Surface tailored spent coffee ground derived carbon reinforced waste HDPE composites for 3D printing application

Abstract

The serious impact of plastic waste on environmental pollution and climate change led to new strategies like recycle, reuse, reduce concept. This work presents a unique sustainable approach of developing filament composites with improved thermal and mechanical properties by mixing the plastic waste (i.e. waste Walmart bag, High Density Polyethylene (HDPE)) and surface engineered spent coffee ground (SCG) waste derived carbon. Carbon as filler materials were obtained by pyrolyzing the SCG waste. As the biomass derived carbon generally has inert surface properties, it causes poor compatibility between the filler and polymer matrix yielding inferior thermal and mechanical properties of the composites. So, the properties of pyrolyzed carbon in the present work were tailored by SF₆ plasma treatment at different time durations. The surface functionalization of carbon materials and optimized plasma treatment time were analyzed from different characterizations. Fourier Transform Infrared Spectroscopy (FTIR) and X-ray Photoelectron Spectroscopy (XPS) reveals 15 min plasma treatment carbon is the optimized one with highest fluorination and semi-ionic C-F bonding.
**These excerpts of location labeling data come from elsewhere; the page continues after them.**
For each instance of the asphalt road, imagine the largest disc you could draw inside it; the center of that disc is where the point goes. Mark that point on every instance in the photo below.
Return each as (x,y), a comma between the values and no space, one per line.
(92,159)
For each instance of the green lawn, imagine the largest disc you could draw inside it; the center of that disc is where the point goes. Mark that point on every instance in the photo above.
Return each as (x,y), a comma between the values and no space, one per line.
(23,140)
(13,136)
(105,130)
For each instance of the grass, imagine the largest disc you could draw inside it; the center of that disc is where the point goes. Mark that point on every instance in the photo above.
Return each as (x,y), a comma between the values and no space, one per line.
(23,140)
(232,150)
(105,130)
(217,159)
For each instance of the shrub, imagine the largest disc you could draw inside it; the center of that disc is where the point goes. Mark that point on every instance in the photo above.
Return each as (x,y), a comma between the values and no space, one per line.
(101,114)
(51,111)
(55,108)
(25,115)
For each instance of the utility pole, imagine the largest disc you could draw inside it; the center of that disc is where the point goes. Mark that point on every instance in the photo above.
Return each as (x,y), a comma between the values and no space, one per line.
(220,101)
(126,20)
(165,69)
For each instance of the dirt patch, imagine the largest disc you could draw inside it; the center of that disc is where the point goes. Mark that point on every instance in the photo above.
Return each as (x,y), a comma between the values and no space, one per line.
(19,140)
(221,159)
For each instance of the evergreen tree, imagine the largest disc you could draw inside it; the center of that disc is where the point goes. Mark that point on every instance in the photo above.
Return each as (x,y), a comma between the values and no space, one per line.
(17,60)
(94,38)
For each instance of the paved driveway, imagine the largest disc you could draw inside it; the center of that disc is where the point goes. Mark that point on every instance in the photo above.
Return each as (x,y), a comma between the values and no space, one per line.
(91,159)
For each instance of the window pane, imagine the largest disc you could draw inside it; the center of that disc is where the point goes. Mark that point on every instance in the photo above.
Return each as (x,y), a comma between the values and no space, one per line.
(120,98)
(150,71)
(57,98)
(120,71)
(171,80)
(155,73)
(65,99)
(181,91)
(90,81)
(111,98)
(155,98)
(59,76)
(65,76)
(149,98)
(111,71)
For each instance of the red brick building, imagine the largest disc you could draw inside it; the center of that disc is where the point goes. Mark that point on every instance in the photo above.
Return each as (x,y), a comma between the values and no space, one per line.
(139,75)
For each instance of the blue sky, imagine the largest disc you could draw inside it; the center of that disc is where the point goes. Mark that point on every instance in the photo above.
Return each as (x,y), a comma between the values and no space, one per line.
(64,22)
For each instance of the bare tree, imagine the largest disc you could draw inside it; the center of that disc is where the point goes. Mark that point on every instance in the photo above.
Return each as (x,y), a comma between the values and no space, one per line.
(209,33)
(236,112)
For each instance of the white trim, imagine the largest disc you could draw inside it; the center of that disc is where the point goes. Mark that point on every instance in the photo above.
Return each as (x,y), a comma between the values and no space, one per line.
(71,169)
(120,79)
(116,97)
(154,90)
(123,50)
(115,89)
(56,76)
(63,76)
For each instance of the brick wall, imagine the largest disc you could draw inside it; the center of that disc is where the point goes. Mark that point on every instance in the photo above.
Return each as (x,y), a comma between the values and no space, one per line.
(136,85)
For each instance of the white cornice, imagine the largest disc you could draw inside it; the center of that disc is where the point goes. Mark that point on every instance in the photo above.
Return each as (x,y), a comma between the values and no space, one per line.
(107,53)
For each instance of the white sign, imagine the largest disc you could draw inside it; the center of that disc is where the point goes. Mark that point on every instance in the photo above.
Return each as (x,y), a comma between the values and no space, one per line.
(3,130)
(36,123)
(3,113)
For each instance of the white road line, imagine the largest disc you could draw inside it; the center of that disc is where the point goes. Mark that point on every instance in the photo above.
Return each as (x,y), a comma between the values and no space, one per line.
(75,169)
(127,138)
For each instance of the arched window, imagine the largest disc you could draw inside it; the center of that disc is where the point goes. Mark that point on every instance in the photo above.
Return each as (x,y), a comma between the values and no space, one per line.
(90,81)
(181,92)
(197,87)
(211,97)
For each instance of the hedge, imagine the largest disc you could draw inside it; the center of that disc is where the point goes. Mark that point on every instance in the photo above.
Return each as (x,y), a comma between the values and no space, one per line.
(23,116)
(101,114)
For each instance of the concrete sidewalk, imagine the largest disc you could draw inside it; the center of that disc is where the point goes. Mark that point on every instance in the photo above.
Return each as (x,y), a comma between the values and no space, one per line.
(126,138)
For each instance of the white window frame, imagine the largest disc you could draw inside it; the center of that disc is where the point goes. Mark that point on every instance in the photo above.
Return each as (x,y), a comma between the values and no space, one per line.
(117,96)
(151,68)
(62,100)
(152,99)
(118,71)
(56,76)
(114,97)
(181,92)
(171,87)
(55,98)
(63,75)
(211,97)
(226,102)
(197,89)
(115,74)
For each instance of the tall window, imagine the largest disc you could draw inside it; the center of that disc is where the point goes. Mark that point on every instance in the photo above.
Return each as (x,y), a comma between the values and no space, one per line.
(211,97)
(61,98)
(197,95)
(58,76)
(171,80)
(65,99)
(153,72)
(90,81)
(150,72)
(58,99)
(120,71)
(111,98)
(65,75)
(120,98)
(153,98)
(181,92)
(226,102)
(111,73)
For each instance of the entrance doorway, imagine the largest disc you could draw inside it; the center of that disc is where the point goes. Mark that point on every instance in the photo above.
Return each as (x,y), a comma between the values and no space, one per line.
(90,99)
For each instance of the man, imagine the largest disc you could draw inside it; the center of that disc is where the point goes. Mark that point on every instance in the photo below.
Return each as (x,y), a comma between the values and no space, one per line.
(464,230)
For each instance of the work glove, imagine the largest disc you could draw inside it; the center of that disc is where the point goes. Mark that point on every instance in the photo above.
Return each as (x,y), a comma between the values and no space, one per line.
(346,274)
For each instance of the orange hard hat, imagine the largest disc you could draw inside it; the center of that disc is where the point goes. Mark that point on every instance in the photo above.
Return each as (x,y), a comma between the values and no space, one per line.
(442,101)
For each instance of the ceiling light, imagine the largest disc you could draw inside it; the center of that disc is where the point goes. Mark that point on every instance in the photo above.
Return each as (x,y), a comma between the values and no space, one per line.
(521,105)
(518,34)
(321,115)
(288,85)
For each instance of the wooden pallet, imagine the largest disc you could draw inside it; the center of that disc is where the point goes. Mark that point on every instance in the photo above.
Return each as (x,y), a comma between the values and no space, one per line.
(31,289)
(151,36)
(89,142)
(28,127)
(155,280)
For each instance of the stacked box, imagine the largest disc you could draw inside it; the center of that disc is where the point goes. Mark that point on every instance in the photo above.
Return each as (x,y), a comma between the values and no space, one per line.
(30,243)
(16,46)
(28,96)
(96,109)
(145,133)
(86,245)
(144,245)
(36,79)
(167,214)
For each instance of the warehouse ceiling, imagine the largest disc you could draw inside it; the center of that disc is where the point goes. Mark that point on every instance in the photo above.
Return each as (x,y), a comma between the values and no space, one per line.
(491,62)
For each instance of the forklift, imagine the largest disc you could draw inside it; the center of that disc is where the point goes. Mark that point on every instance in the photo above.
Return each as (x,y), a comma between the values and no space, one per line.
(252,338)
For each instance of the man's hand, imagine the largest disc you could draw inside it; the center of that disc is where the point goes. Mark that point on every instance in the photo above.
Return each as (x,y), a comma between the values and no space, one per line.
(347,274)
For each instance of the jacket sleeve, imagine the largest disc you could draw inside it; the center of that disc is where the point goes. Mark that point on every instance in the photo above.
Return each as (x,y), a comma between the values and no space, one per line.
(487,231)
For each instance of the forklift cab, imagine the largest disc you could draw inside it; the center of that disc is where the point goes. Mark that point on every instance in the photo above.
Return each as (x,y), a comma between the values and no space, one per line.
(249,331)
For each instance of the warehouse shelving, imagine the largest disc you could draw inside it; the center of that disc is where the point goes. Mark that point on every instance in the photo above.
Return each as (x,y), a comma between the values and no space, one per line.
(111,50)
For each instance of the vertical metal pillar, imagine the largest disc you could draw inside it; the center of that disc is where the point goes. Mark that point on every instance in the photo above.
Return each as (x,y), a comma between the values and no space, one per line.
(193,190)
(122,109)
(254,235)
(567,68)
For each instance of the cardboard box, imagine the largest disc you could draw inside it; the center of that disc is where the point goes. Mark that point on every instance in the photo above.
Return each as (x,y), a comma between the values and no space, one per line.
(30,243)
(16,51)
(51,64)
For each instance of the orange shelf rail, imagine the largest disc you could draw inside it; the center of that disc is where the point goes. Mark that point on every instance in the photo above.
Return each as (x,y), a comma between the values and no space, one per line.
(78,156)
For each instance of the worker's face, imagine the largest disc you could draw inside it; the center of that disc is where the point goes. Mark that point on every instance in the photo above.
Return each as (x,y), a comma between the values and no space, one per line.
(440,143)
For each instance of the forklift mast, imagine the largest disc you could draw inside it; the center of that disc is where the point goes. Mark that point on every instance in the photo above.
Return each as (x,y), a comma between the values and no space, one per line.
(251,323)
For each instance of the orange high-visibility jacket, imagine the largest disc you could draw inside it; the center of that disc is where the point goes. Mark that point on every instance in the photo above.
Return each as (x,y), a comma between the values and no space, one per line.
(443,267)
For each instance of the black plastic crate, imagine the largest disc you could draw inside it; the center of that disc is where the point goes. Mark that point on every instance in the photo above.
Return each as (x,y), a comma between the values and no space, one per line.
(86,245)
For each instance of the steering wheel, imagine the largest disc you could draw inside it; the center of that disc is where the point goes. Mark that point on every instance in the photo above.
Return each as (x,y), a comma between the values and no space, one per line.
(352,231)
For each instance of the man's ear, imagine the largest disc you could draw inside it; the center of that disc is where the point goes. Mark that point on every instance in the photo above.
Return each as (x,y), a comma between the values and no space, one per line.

Due to the highest fluorination, the I_D/I_G ratio i.e. the defect density is found to be maximum for 15 min plasma treated carbon from the Raman spectra. The 15 min plasma treated carbon with highest fluorine functionalization as a filler exhibits 33.8 % and 13.97 % improvement in tensile modulus and tensile strength in comparison to neat HDPE matrix. The feasibility test of filament composites for 3D printing suggests its application potentiality in Material extrusion (MEX) 3D printing.